故障していたメインPCがようやく使えるようになったので、早速写真アップしました。ムスメです。どうぞよろしく・・・って、何枚か載せたかったのに、操作法が分からない!!!とりあえず生後1か月の写真を一枚だけ・・・。

musume 1mes-1

ムスメが生後50日を迎えたということは、私が新生児集中治療室(Terapia Intensiva Neonatal)通称”NEO”に通うようになって早1ヶ月と3週間ほど経った、ということでもあります。アルゼンチンでは自然分娩なら2日、帝王切開でも3日だけの入院となり、私の場合は更に特殊な手術となったためか、退院時は腹部の痛みが激しく、足を一歩前に踏み出すのもやっとの状態でした。
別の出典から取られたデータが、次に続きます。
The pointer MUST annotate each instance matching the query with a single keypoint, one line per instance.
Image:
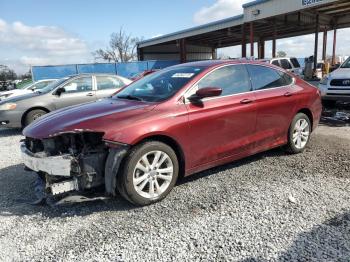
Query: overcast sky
(40, 32)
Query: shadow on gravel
(6, 132)
(17, 192)
(277, 152)
(329, 241)
(337, 116)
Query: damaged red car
(172, 123)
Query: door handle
(246, 101)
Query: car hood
(101, 116)
(20, 97)
(341, 73)
(16, 92)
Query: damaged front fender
(112, 166)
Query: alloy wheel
(301, 133)
(153, 174)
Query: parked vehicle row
(336, 86)
(172, 123)
(27, 89)
(20, 111)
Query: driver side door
(222, 126)
(77, 91)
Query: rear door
(77, 91)
(107, 85)
(274, 93)
(222, 126)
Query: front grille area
(340, 82)
(34, 145)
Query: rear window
(265, 78)
(295, 62)
(276, 63)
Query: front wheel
(149, 173)
(299, 134)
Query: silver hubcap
(301, 133)
(153, 174)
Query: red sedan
(172, 123)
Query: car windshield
(295, 62)
(159, 86)
(52, 85)
(346, 63)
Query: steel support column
(334, 46)
(324, 47)
(213, 53)
(251, 39)
(316, 41)
(140, 54)
(183, 50)
(244, 41)
(274, 41)
(261, 49)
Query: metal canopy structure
(262, 20)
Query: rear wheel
(33, 115)
(329, 103)
(149, 173)
(299, 133)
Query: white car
(291, 64)
(336, 85)
(27, 89)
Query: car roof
(215, 63)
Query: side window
(285, 64)
(108, 82)
(287, 78)
(276, 63)
(264, 77)
(231, 79)
(41, 85)
(83, 84)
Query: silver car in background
(20, 111)
(27, 89)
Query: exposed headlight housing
(324, 80)
(8, 106)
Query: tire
(329, 103)
(136, 180)
(33, 115)
(298, 135)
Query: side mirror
(59, 91)
(205, 92)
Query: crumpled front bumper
(52, 165)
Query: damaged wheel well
(307, 112)
(31, 109)
(174, 145)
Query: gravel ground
(269, 207)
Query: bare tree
(281, 54)
(122, 48)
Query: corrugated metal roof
(256, 2)
(227, 22)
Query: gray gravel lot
(269, 207)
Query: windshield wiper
(130, 97)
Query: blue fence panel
(131, 68)
(109, 68)
(156, 64)
(123, 69)
(52, 72)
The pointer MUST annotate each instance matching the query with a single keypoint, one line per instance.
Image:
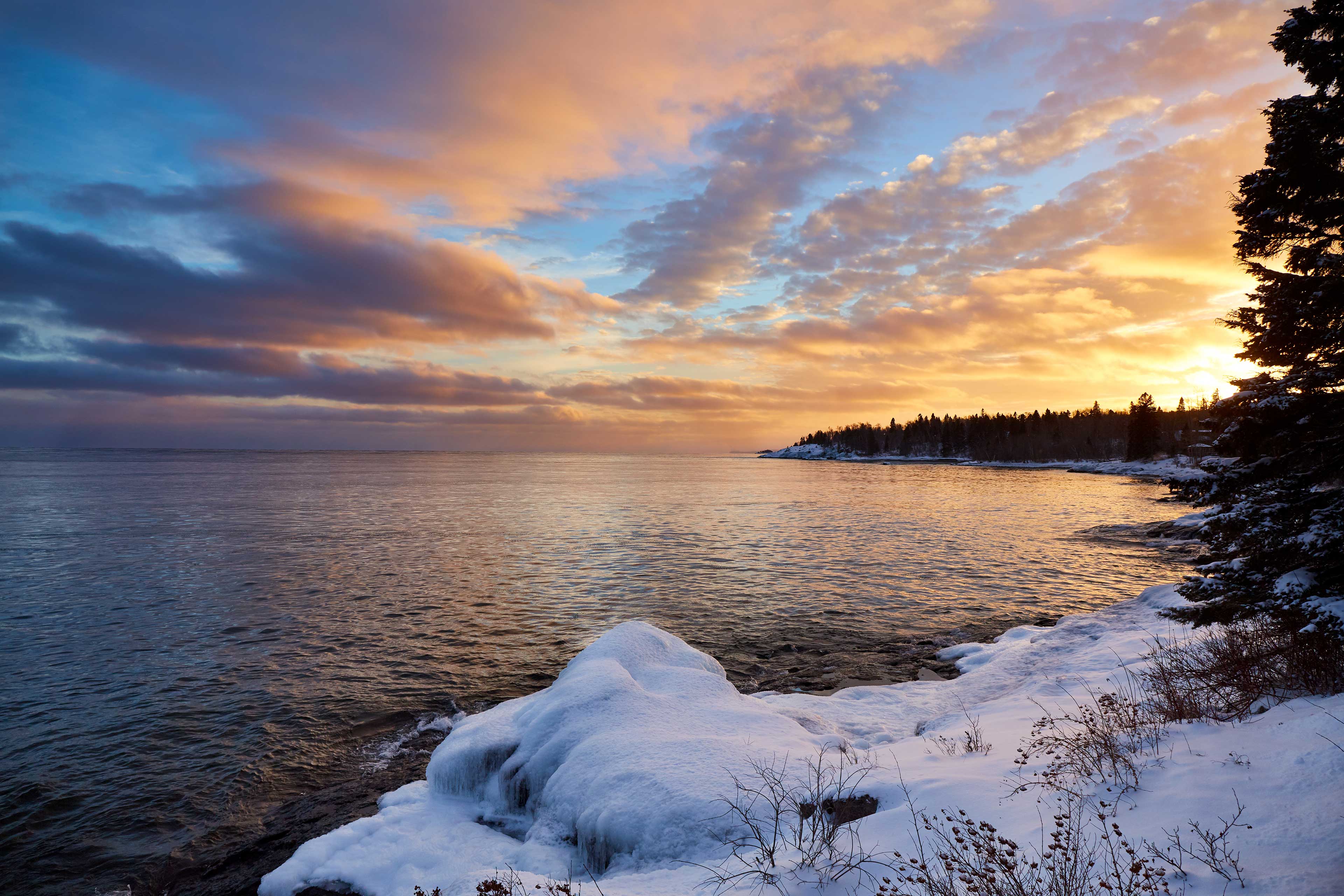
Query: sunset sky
(694, 226)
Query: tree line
(1089, 434)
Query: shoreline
(607, 760)
(238, 867)
(1172, 468)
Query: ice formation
(620, 763)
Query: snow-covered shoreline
(1171, 468)
(622, 761)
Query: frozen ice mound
(623, 755)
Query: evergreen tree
(1144, 429)
(1277, 539)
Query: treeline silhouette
(1089, 434)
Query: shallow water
(193, 637)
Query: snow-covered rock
(628, 751)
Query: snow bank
(623, 758)
(1179, 469)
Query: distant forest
(1091, 434)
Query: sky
(615, 226)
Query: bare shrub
(956, 855)
(793, 820)
(1206, 844)
(971, 741)
(1101, 739)
(1230, 671)
(509, 883)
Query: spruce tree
(1143, 429)
(1277, 530)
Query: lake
(191, 639)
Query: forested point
(1142, 432)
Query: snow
(620, 762)
(1295, 582)
(1179, 469)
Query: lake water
(191, 639)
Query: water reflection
(194, 636)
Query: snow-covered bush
(791, 821)
(1230, 671)
(956, 855)
(1102, 739)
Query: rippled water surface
(191, 637)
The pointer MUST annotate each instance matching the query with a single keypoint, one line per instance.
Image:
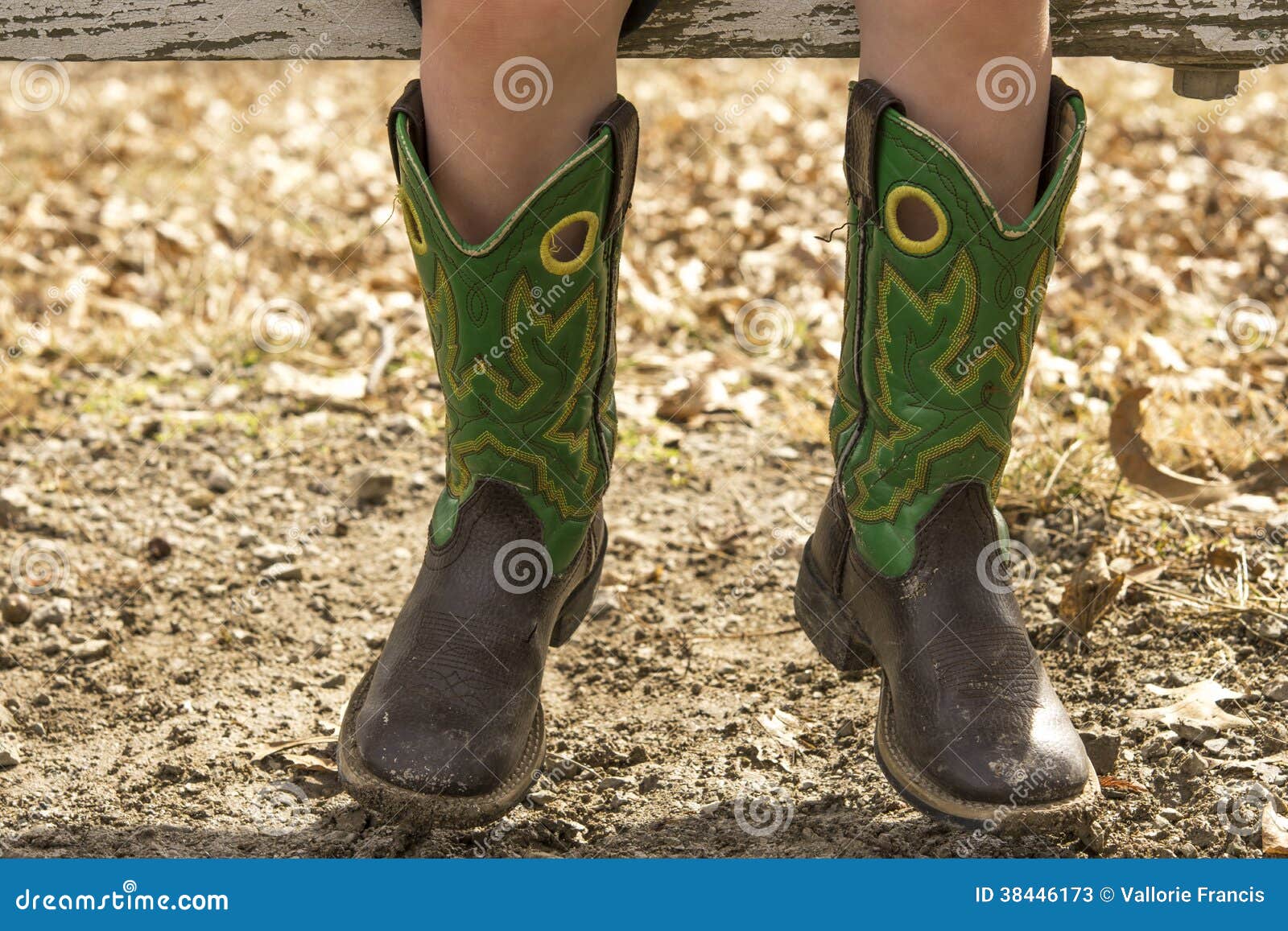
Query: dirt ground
(169, 688)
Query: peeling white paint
(1167, 31)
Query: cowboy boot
(902, 571)
(446, 727)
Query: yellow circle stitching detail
(411, 219)
(588, 248)
(892, 216)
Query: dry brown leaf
(1112, 785)
(1195, 706)
(1137, 460)
(270, 748)
(1090, 594)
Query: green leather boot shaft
(521, 336)
(944, 328)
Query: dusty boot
(902, 568)
(446, 727)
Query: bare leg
(510, 89)
(946, 61)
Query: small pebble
(16, 608)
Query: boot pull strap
(869, 101)
(1056, 130)
(624, 122)
(411, 106)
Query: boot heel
(826, 622)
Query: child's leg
(976, 72)
(514, 214)
(907, 568)
(510, 89)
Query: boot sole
(841, 641)
(424, 810)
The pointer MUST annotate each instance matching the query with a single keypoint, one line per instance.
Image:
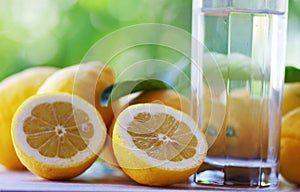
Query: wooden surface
(97, 178)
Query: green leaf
(116, 91)
(292, 74)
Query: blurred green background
(60, 32)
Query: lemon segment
(157, 145)
(13, 91)
(165, 96)
(57, 136)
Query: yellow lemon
(157, 145)
(164, 96)
(57, 136)
(289, 146)
(291, 97)
(84, 80)
(13, 91)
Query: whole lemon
(291, 97)
(13, 91)
(289, 147)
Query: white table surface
(97, 178)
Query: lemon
(291, 97)
(157, 145)
(84, 80)
(57, 136)
(289, 146)
(13, 91)
(164, 96)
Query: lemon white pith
(57, 136)
(157, 145)
(13, 91)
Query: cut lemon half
(57, 136)
(158, 145)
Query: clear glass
(237, 83)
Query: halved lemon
(57, 136)
(158, 145)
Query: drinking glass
(237, 83)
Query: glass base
(264, 176)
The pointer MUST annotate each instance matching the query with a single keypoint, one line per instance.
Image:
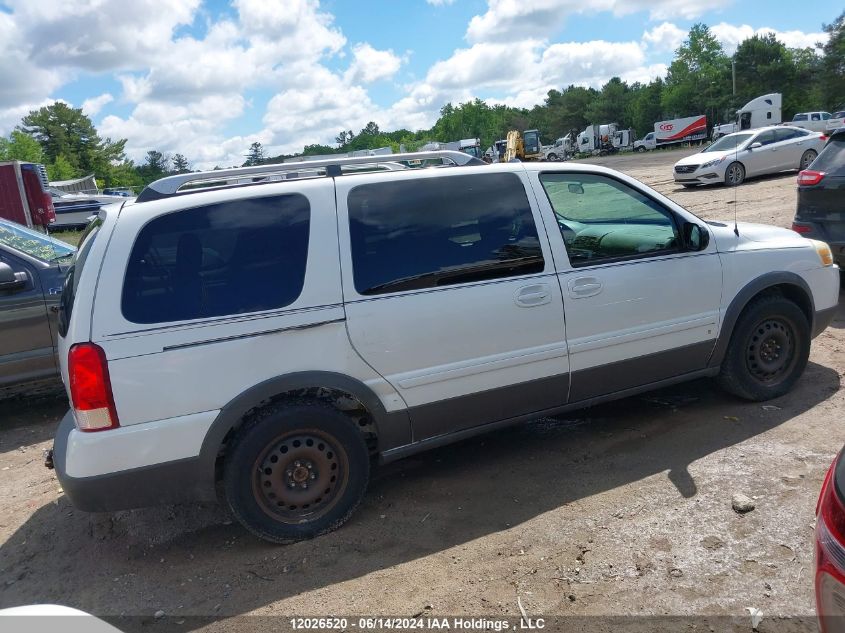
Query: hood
(754, 236)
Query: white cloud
(92, 106)
(100, 35)
(511, 20)
(731, 36)
(371, 65)
(665, 37)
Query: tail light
(90, 388)
(830, 558)
(810, 177)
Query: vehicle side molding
(747, 293)
(394, 429)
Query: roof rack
(171, 185)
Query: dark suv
(821, 197)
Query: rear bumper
(168, 482)
(822, 319)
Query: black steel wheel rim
(300, 476)
(770, 352)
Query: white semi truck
(604, 139)
(683, 130)
(759, 112)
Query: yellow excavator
(525, 146)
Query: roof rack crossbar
(170, 185)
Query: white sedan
(737, 156)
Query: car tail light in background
(830, 557)
(90, 388)
(810, 177)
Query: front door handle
(533, 295)
(584, 287)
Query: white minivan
(276, 339)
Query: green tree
(698, 81)
(833, 64)
(66, 131)
(61, 169)
(612, 104)
(180, 164)
(645, 107)
(21, 146)
(255, 156)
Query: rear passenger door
(451, 295)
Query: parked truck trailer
(683, 130)
(23, 198)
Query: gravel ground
(622, 509)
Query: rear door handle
(584, 287)
(533, 295)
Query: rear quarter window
(222, 259)
(831, 159)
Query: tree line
(699, 80)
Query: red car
(830, 549)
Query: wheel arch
(791, 285)
(391, 429)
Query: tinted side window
(831, 159)
(765, 138)
(432, 232)
(229, 258)
(784, 134)
(602, 219)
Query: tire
(806, 158)
(768, 350)
(734, 174)
(295, 471)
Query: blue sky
(207, 78)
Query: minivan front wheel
(768, 350)
(807, 158)
(295, 471)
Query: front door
(26, 345)
(639, 308)
(451, 295)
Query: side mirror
(9, 279)
(696, 237)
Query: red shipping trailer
(22, 195)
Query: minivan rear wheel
(295, 471)
(807, 158)
(768, 350)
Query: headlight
(713, 162)
(824, 252)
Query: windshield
(33, 243)
(727, 143)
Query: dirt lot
(620, 509)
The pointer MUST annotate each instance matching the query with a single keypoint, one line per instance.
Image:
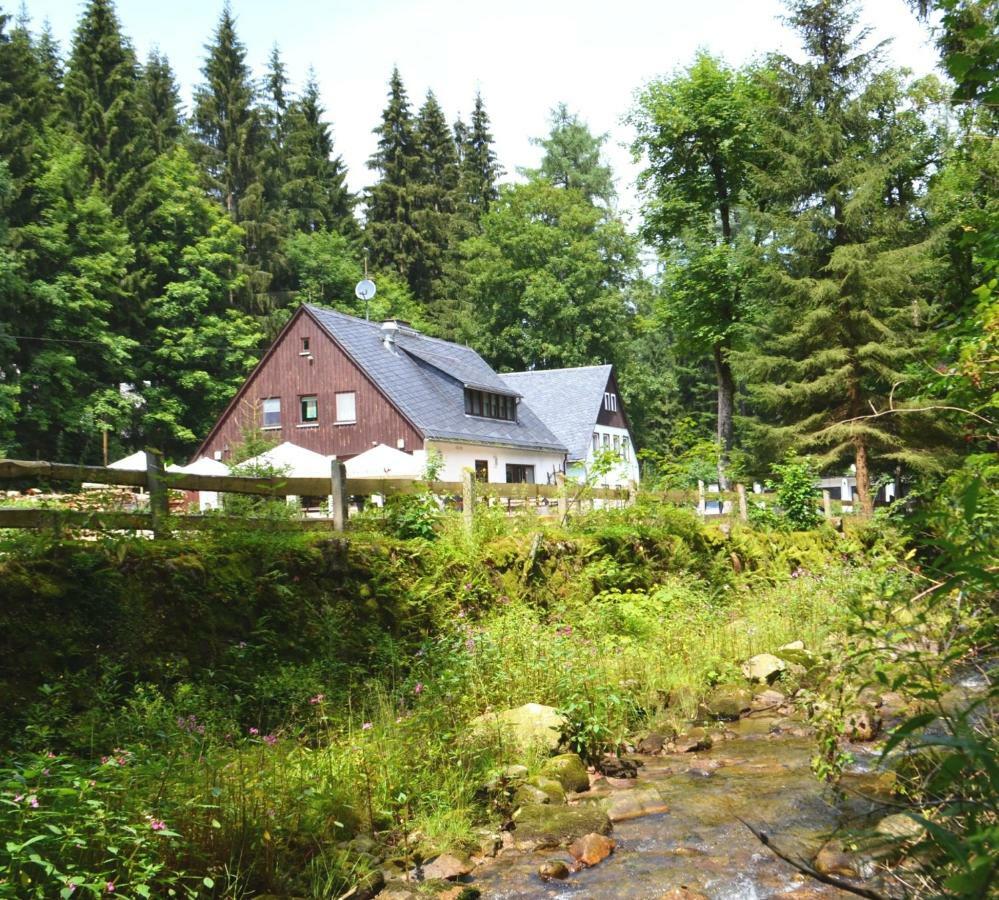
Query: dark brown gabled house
(339, 385)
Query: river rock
(591, 849)
(682, 893)
(835, 859)
(553, 826)
(764, 668)
(900, 827)
(862, 724)
(726, 703)
(445, 867)
(615, 767)
(527, 727)
(694, 740)
(633, 804)
(551, 869)
(530, 794)
(569, 770)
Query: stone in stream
(633, 804)
(764, 668)
(615, 767)
(569, 770)
(553, 868)
(554, 826)
(726, 702)
(527, 727)
(591, 849)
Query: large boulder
(726, 702)
(554, 826)
(527, 727)
(764, 668)
(569, 770)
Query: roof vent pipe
(389, 330)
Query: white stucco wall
(623, 474)
(458, 457)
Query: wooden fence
(559, 499)
(338, 488)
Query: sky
(523, 55)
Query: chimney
(390, 329)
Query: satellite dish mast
(365, 290)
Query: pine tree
(851, 153)
(390, 232)
(479, 169)
(572, 158)
(225, 119)
(160, 98)
(102, 95)
(434, 199)
(315, 193)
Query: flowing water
(700, 842)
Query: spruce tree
(434, 199)
(160, 98)
(850, 157)
(479, 169)
(103, 98)
(572, 157)
(315, 192)
(390, 232)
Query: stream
(700, 843)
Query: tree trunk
(863, 479)
(726, 406)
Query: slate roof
(567, 400)
(426, 378)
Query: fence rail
(560, 497)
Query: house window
(271, 408)
(490, 406)
(518, 474)
(346, 407)
(310, 409)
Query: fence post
(338, 493)
(468, 499)
(159, 494)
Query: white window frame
(264, 412)
(343, 420)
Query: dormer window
(490, 406)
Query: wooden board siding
(286, 373)
(617, 418)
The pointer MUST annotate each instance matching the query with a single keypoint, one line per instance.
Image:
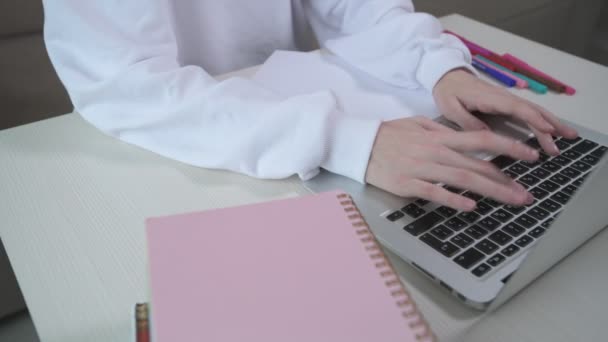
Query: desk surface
(74, 201)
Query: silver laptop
(487, 256)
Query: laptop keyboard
(492, 234)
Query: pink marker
(473, 48)
(519, 83)
(514, 60)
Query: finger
(438, 194)
(464, 119)
(486, 141)
(507, 104)
(561, 129)
(445, 156)
(513, 193)
(546, 142)
(431, 125)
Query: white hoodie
(140, 70)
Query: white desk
(73, 203)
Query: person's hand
(410, 155)
(458, 93)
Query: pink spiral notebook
(300, 269)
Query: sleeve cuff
(350, 146)
(437, 63)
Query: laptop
(484, 257)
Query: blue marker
(497, 75)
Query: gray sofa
(30, 90)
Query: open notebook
(300, 269)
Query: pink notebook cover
(301, 269)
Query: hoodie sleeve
(118, 62)
(388, 40)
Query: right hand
(411, 154)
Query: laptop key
(453, 189)
(511, 174)
(570, 189)
(501, 215)
(537, 232)
(561, 145)
(550, 205)
(422, 202)
(559, 179)
(442, 232)
(547, 222)
(462, 240)
(423, 224)
(475, 197)
(579, 181)
(469, 258)
(487, 246)
(540, 173)
(570, 172)
(580, 166)
(571, 141)
(524, 185)
(455, 223)
(492, 202)
(518, 169)
(514, 229)
(413, 210)
(502, 161)
(481, 270)
(510, 250)
(550, 166)
(483, 208)
(533, 142)
(526, 221)
(571, 154)
(538, 213)
(543, 157)
(500, 238)
(529, 179)
(489, 223)
(476, 232)
(531, 164)
(496, 260)
(584, 146)
(599, 152)
(395, 216)
(446, 211)
(446, 248)
(549, 186)
(524, 241)
(513, 209)
(538, 193)
(591, 160)
(469, 216)
(561, 160)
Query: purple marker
(497, 75)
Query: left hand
(459, 93)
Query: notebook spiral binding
(408, 308)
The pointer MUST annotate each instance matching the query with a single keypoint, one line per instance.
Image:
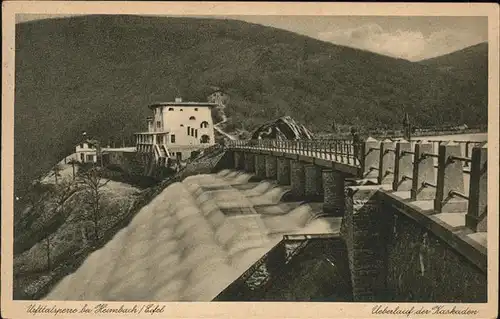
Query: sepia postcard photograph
(270, 160)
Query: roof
(184, 104)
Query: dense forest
(98, 73)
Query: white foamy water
(182, 247)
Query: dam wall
(396, 255)
(413, 219)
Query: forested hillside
(97, 73)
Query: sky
(412, 38)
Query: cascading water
(183, 247)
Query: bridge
(441, 186)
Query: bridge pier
(260, 166)
(297, 179)
(271, 167)
(313, 182)
(283, 171)
(238, 160)
(334, 195)
(249, 162)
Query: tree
(93, 183)
(38, 197)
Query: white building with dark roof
(176, 129)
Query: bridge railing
(451, 173)
(341, 150)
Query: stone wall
(421, 267)
(394, 258)
(364, 228)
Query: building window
(205, 139)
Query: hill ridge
(97, 73)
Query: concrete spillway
(192, 241)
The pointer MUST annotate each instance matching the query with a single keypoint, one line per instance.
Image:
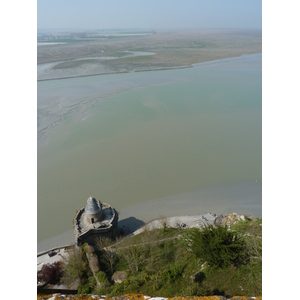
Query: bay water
(180, 141)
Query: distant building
(94, 220)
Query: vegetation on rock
(169, 262)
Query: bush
(50, 273)
(84, 288)
(216, 245)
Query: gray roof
(93, 206)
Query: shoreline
(239, 198)
(149, 69)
退院当日は昼過ぎに帰宅しましたが、夕方には出始めた母乳でおっぱいがパンパンに張り、更に病院に一人置いてきたムスメがどうしても気になり、夕方には早速NEOに飛んで行ったことを懐かしく、そして涙ながらに思い出します。この、自宅⇔病院の移動の大変だったこと・・・!

行きも帰りもタクシーでしたが、何しろほんのちょっとの振動でもお腹に激痛が走るので、ガタガタ道の多いこの国の道路を行くのは正に地獄。車の中で痛みを堪え切れずに何度叫んだか分かりません・・・。そんな痛みに耐えての通院生活を3日ほど我慢しましたが、ついに限界となり救急窓口に飛び込むことに。そこで注射を打ってもらい、強い痛み止めを処方してもらってようやく地獄の痛みから解放されたのでした。

あれは今思い出だしても辛い辛い数日間でしたが、実はNEOにはもっと大変な想いをしているお母さんたちが沢山いたのです。

余談ですが、NEOでの生活やお母さん達との会話は(表現は悪いですが)どこか刑務所でのそれに通じるような気が常々していました。初めて顔を合わすお母さんや、新しいママさんとのやり取りはいつも「あんたの赤ちゃんはどうしたんだい?」から始まります。それはさながら囚人同士が「あんた一体何をやらかしたのさ?」と聞き合うよう。

そしてNEOが提供してくれるママさん食堂のプラスチックケース入りの昼食に見入る新ママさんに「ここじゃ贅沢言ってられないよ」・・・とは言いませんが(笑)、電子レンジの使い方や食堂のルールを教えたりします。私も、衛生上細かいルールがたくさんある搾乳室で、搾乳機の使い方を説明している自分に気づく時、NEOで過ごしてきた時間の長さを思い知らされます。

これら公立病院のサービスは至れり尽くせりで、NEOへの入院、毎日の交通費(バスカード)、昼食、おやつまで無料で提供される驚くべき現実の背景には、「教育と医療は国民の”権利”」とするアルゼンチン国の方針があります。このお陰で貧困層の人々も安心して子供が産めたり、病院にかかることが出来ます。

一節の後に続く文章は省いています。